Skill Run is essentially about players mastering the controls with the only competitive aspect being to eat a string 10 fish before time runs out (and before other players in a multiplayer match). Each player has their own target fish with a five second timer on it; if it runs out before you reach it your game is over, but if you manage to eat it in time a new one will spawn elsewhere on the level and the process will start again. There are 2-second boost items which will add to the clock, but otherwise it's all about precision. As you increase in difficulty the target fish will swim away from you and then those nasty fish will show up to get in your way.
Survival is a 4-player game in which the difficulty is married to the score required to win: 5, 10 or 15 levels; with players 2-4 being played by the CPU if you don't have anyone else to play with. You play through a series of levels until only one player remains who gets the point. Levels appear to be a random selection from the Story Mode of play which will sometimes repeat, but competing to get the most fish keeps things fresh. It's fast-paced and works well either alone or with others.
Less successful as single-player games are the Capture the Star (capture the flag, but with a starfish instead of a flag) and Soccer variants, simply because your AI teammate will act without any regard to your actions, making it very difficult to win against the AI team which actually behaves like a team. In these games little fish are present to bump up your health along with bonus items that have gameplay affects like slowing down the action, speeding up your fish or temporarily surrounding your goal with nasty fish.

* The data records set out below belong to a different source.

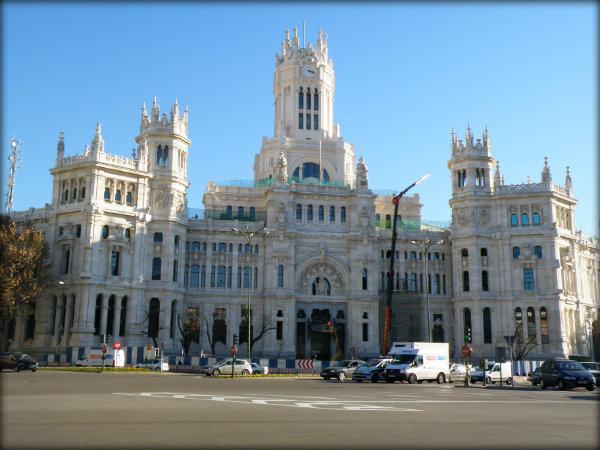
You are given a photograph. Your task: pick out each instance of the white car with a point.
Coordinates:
(257, 368)
(242, 367)
(153, 364)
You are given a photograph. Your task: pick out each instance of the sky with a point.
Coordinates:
(406, 75)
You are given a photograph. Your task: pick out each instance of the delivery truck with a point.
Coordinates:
(416, 362)
(93, 358)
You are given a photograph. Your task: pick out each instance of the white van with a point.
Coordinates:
(492, 374)
(418, 361)
(93, 358)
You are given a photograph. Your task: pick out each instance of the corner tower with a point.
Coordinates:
(303, 87)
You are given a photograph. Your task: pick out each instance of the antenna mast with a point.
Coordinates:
(16, 148)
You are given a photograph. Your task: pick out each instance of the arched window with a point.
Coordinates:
(544, 325)
(153, 318)
(487, 326)
(516, 252)
(280, 276)
(194, 275)
(466, 281)
(530, 324)
(156, 268)
(467, 326)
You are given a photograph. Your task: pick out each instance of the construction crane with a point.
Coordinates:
(16, 148)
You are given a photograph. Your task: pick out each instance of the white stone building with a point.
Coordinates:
(129, 259)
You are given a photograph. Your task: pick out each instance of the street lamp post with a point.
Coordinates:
(388, 306)
(249, 236)
(424, 246)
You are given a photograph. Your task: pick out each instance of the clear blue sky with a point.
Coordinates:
(406, 74)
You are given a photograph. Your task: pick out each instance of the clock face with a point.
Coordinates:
(308, 71)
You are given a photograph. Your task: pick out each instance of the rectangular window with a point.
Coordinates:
(221, 271)
(484, 281)
(528, 279)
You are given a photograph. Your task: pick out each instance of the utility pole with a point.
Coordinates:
(390, 279)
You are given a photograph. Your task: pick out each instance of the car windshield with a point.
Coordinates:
(403, 359)
(569, 365)
(342, 364)
(591, 366)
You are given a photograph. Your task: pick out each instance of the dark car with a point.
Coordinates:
(534, 377)
(594, 368)
(565, 374)
(17, 361)
(342, 369)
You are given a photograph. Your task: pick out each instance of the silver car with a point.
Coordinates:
(242, 367)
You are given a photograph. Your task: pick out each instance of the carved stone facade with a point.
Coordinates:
(312, 244)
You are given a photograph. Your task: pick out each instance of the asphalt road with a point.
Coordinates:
(50, 409)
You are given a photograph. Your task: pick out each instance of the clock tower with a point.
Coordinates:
(303, 87)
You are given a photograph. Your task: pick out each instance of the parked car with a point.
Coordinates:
(153, 364)
(342, 369)
(223, 367)
(372, 370)
(594, 368)
(457, 372)
(565, 374)
(17, 361)
(257, 368)
(534, 377)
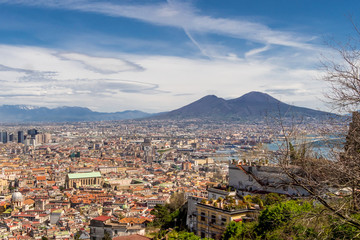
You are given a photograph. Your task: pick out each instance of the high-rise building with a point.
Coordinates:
(4, 137)
(11, 137)
(32, 132)
(21, 137)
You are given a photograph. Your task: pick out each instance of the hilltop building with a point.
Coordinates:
(251, 178)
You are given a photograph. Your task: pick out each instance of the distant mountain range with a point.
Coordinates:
(22, 113)
(251, 106)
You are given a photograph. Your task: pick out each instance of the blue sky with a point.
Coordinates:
(160, 55)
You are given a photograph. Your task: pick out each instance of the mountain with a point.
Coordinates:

Multiplayer is clearly where these games shine with frantic button-pressing as you jostle with other players to hit a ball through a goal or run a starfish back-and-forth between bases. If you only have one other person to play with you can play a co-op match against the CPU or face-off with AI teammates in tow in either a one-off match or full multi-game tournament. For those with only a couple of Remotes, it's nice to know that other players can use the Nunchuk if necessary, pressing instead of to make their fishies swim.
The graphics are nice and colourful, and there's a large range of arenas on offer with quite a bit of variety in level shape and the presence of obstacles in the form of rocky reefs to swim around and the aforementioned nasty fish that can create quite a challenge. There's also cute little touches like your fish making amusing comments when it dies ("What, I'm dead? Cool!") and entertaining lines of poetry introducing each level in story mode. The peppy music loop and splashy swimming sound effects round things out, with the odd squeaks of little fish when you near them (and crunch when you snack on them) being a particular favourite.
Fishie Fishie isn't the deepest game in the world, but it provides a sizeable diversion with all the play modes on offer. Though its simple controls make it more accessible, it will take a bit of play to master. The "moreish" gameplay will keep you coming back for an extra go, though we think it's more likely to be a hit in households with multiple gamers than amongst the solo gaming crowd.